Establishing a diabetes model: after the mice are purchased, the adaptive words are raised for 1 week, after the mice are fasted and water is not forbidden for 12 hours, 10 healthy mice are randomly selected and injected with normal saline in the abdominal cavity to serve as a blank control group; the rest healthy mice are injected with 150mg/kg of alloxan solution (prepared at present). After 72 hours, selecting the mice with the blood sugar value of more than or equal to 11.1mmol/L as the mice successfully modeled.

Administration: the blank control group and the model group are respectively given with physiological saline; the positive control group is given with 25mg/kg of acarbose tablet solution; the sample groups were given different doses of suspensions of the extract of sargassum pallidum, 30, 60mg/kg as the low dose group and the high dose group, respectively. The mice in each group were recorded for 4 weeks to determine fasting plasma glucose.

TABLE 2 Effect of Hairzia extract on fasting plasma glucose in tetrahydropyrimidine model mice (` X. + -. S, n ═ 10)
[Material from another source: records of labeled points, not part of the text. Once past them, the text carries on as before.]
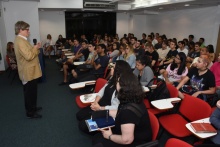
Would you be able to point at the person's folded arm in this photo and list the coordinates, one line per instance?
(182, 82)
(215, 118)
(101, 91)
(210, 91)
(127, 136)
(96, 66)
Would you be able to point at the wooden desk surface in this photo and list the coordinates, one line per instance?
(200, 135)
(165, 103)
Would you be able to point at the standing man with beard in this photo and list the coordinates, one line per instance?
(29, 69)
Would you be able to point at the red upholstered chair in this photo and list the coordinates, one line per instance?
(191, 108)
(100, 82)
(154, 125)
(155, 129)
(173, 142)
(173, 93)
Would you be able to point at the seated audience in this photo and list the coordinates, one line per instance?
(170, 55)
(159, 44)
(115, 52)
(182, 48)
(60, 44)
(186, 42)
(152, 54)
(138, 50)
(143, 70)
(48, 46)
(11, 54)
(194, 52)
(201, 80)
(132, 123)
(143, 40)
(211, 52)
(203, 51)
(175, 71)
(128, 56)
(202, 42)
(99, 63)
(68, 66)
(215, 121)
(106, 98)
(162, 52)
(216, 71)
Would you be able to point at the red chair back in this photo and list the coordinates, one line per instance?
(173, 91)
(8, 61)
(154, 125)
(194, 108)
(100, 82)
(105, 72)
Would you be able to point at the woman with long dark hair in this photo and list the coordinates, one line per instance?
(177, 70)
(106, 98)
(143, 70)
(132, 123)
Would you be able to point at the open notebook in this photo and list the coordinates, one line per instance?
(203, 128)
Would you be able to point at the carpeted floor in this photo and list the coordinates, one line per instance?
(58, 126)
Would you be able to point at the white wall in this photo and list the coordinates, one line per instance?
(78, 4)
(122, 24)
(52, 22)
(21, 10)
(140, 25)
(202, 22)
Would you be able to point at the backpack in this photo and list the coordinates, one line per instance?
(160, 92)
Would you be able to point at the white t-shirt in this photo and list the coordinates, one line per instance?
(172, 74)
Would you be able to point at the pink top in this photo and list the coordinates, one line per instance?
(172, 74)
(215, 68)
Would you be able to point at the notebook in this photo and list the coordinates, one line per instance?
(100, 123)
(203, 128)
(100, 120)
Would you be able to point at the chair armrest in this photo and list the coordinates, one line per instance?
(150, 144)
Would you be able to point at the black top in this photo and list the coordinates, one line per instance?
(194, 54)
(103, 61)
(85, 53)
(201, 82)
(171, 54)
(153, 56)
(106, 98)
(142, 131)
(139, 51)
(158, 45)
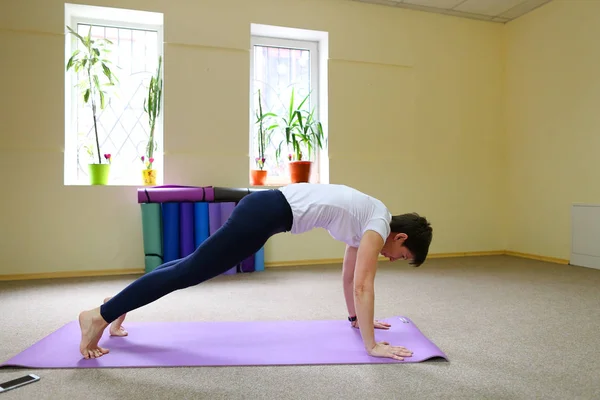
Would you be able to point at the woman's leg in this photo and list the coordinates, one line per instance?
(257, 217)
(116, 328)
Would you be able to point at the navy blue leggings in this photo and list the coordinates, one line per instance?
(256, 218)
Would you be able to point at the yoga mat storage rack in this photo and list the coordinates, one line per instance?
(177, 219)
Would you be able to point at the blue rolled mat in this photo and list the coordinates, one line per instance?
(259, 260)
(247, 265)
(170, 231)
(226, 211)
(152, 235)
(186, 229)
(201, 218)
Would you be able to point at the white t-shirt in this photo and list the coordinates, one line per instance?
(344, 212)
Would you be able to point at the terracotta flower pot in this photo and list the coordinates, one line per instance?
(258, 177)
(300, 171)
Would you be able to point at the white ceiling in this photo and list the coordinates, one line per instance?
(500, 11)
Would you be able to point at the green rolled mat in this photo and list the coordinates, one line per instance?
(152, 234)
(153, 262)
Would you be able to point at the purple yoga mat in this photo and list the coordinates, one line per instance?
(174, 193)
(188, 344)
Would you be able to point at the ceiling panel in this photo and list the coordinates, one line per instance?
(523, 8)
(433, 3)
(500, 11)
(487, 7)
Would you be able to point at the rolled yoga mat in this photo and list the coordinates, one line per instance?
(170, 212)
(226, 210)
(186, 229)
(152, 235)
(259, 260)
(174, 193)
(193, 344)
(201, 225)
(223, 194)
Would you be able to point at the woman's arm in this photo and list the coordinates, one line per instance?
(348, 278)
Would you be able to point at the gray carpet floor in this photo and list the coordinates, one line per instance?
(512, 328)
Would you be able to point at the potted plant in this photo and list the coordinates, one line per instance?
(258, 176)
(152, 107)
(305, 134)
(92, 61)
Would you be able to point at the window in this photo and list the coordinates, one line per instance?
(123, 125)
(285, 60)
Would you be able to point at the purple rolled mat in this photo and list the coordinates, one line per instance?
(174, 193)
(235, 343)
(214, 217)
(186, 229)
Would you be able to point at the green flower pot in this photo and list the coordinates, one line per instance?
(99, 173)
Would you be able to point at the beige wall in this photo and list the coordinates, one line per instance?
(416, 119)
(553, 123)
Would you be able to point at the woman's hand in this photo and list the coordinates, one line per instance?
(384, 349)
(376, 324)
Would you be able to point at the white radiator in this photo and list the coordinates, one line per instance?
(585, 235)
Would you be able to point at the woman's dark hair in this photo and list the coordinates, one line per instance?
(419, 233)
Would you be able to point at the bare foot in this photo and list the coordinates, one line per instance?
(92, 325)
(115, 328)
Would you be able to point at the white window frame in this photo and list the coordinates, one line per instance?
(287, 38)
(119, 18)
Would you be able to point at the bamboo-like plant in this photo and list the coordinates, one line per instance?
(152, 106)
(302, 130)
(92, 60)
(264, 134)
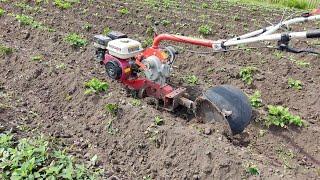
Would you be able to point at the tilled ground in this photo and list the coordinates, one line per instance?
(48, 96)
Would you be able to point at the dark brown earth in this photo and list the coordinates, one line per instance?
(38, 95)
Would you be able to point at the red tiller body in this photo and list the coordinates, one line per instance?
(181, 39)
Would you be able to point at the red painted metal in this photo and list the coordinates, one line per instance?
(181, 39)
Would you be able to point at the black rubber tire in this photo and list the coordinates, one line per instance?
(230, 98)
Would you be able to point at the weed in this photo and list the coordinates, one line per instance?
(61, 66)
(87, 26)
(106, 31)
(147, 177)
(152, 135)
(110, 128)
(253, 170)
(123, 11)
(295, 84)
(37, 58)
(169, 3)
(75, 40)
(150, 31)
(95, 86)
(23, 6)
(205, 30)
(191, 80)
(278, 54)
(64, 4)
(29, 21)
(303, 64)
(68, 97)
(246, 74)
(147, 42)
(256, 100)
(158, 121)
(165, 22)
(285, 155)
(205, 5)
(210, 69)
(280, 116)
(4, 50)
(34, 158)
(136, 102)
(112, 109)
(2, 11)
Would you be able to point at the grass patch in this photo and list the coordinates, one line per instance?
(280, 116)
(34, 158)
(298, 4)
(64, 4)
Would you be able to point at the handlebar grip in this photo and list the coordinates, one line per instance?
(313, 34)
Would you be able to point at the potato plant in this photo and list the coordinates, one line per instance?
(256, 100)
(35, 158)
(246, 74)
(280, 116)
(205, 30)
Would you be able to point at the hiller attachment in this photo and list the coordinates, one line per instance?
(227, 105)
(125, 61)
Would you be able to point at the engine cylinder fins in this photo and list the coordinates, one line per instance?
(223, 104)
(113, 70)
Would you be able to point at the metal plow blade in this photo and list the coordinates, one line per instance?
(226, 105)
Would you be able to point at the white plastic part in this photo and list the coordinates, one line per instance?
(124, 48)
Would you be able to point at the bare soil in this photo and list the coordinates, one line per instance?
(38, 94)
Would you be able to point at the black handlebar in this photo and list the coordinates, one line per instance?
(313, 34)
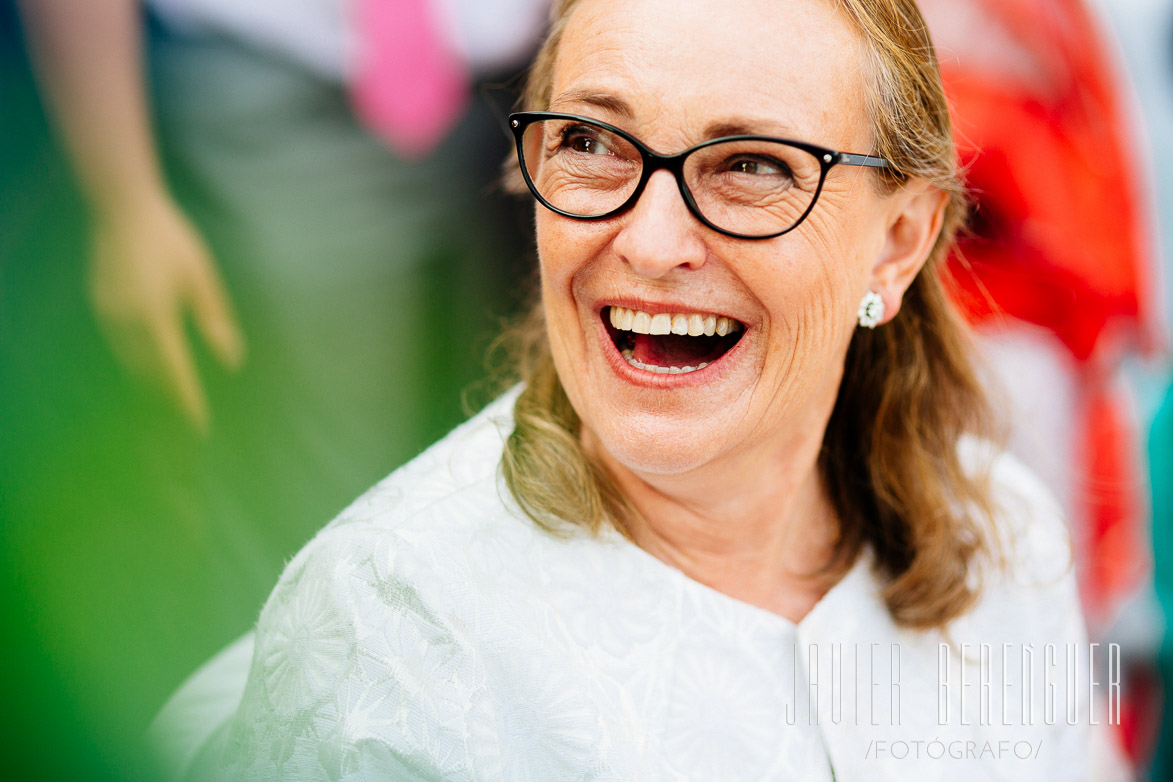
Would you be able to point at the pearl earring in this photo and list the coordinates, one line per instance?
(870, 310)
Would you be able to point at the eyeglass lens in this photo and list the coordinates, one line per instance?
(750, 188)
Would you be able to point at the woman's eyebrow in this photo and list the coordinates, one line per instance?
(748, 128)
(604, 101)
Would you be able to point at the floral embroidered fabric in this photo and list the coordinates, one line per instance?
(431, 632)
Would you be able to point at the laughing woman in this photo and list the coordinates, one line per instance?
(740, 521)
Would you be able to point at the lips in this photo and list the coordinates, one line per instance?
(671, 342)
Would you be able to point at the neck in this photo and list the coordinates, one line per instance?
(757, 527)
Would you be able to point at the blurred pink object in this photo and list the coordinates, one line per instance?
(408, 84)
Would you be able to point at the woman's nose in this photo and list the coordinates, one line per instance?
(659, 235)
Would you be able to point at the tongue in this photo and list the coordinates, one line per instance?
(677, 351)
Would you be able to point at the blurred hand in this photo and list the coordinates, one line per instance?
(149, 270)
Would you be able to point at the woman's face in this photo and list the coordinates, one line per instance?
(675, 74)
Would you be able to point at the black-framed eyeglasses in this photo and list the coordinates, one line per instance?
(744, 186)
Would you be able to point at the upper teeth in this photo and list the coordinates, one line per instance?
(692, 324)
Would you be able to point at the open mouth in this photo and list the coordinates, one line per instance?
(671, 344)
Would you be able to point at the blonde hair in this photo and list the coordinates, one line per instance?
(889, 457)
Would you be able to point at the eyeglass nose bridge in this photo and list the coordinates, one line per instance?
(653, 162)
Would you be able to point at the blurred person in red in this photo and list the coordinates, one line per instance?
(1058, 270)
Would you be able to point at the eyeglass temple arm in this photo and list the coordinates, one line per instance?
(869, 161)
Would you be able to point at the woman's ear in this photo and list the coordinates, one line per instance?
(914, 223)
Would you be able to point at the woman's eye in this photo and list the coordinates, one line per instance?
(582, 140)
(759, 167)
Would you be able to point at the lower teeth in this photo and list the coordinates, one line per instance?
(630, 355)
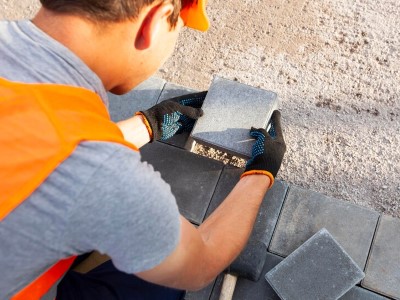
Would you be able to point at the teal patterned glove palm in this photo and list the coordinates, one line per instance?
(268, 150)
(173, 116)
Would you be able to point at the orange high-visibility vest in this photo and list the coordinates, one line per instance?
(40, 126)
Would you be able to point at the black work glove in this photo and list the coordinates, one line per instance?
(268, 150)
(173, 116)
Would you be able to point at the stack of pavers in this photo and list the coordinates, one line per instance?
(329, 244)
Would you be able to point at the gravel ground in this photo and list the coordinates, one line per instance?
(335, 66)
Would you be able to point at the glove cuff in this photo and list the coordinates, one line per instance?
(147, 124)
(260, 172)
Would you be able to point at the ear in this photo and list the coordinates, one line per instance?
(153, 24)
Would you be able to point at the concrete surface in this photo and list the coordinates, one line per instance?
(335, 66)
(318, 269)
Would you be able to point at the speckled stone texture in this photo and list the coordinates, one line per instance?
(383, 268)
(230, 110)
(318, 269)
(193, 178)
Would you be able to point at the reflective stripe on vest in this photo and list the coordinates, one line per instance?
(40, 126)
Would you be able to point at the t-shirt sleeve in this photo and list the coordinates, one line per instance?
(133, 218)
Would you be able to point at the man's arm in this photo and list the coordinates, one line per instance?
(204, 252)
(135, 131)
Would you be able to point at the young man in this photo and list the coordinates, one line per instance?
(72, 181)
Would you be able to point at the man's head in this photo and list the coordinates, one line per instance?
(122, 41)
(108, 11)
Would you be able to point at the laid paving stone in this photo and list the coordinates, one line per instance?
(230, 110)
(193, 178)
(270, 207)
(170, 91)
(203, 294)
(306, 212)
(318, 269)
(357, 293)
(142, 97)
(383, 268)
(250, 262)
(250, 290)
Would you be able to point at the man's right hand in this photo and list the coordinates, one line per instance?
(268, 150)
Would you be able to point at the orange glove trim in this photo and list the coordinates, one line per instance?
(260, 172)
(146, 123)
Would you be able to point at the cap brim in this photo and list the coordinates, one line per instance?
(195, 16)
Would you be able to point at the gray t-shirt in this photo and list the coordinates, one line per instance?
(100, 198)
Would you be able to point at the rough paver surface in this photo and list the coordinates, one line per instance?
(318, 269)
(306, 212)
(230, 110)
(383, 268)
(249, 290)
(193, 178)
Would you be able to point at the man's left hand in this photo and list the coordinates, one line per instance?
(173, 116)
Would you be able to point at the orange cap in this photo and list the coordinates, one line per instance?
(194, 15)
The fasting blood glucose levels in the blank animals were significantly lower than in the model group (× P <0.001) compared to the model group, indicating successful modeling of the hyperglycemic model. Compared with the model group, the blood sugar of each administration group is obviously reduced after administration (P <0.001), and the blood sugar reducing effect of each extract is obvious.

The above description is only for the purpose of illustrating the preferred embodiments of the present invention and is not to be construed as limiting the invention, and any modifications, equivalents, improvements and the like that fall within the spirit and principle of the present invention are intended to be included therein.

Claims (5)

1. Application of sargassum pallidum polyphenol in preparing medicine for treating diabetes is provided.

2. Application of sargassum pallidum polyphenol in preparing medicine for inhibiting alpha-glucosidase.

3. The method for producing sargassum pallidum polyphenol as claimed in any one of claims 1 to 2, wherein the sargassum pallidum polyphenol is produced by the following method:

(1) freeze-drying the sargassum pallidum for 30-50 hours, and crushing to obtain sargassum pallidum powder;

(2) adding 40-90% ethanol aqueous solution into the sargassum pallidum powder according to the material-to-liquid ratio g/ml of 1: 20-50, and uniformly mixing and soaking;

(3) ultrasonically extracting the sargassum pallidum polyphenol at the extraction temperature of 40-60 ℃;

(4) repeating the step (3) for 1-3 times, and combining the supernatants;

(5) and (3) evaporating and concentrating the supernatant at 40-50 ℃ to obtain the crude artemisia annua polyphenol extract.

4. The preparation method according to claim 3, wherein the ultrasonic power of the step (3) is 50-200W, the ultrasonic frequency is 20-80 kHZ, and the ultrasonic time is 40-60 min.

5. The preparation method of claim 3, wherein the step (5) further purifies the crude extract with macroporous resin, and then vacuum freeze-dries to obtain the total polyphenol of sargassum pallidum.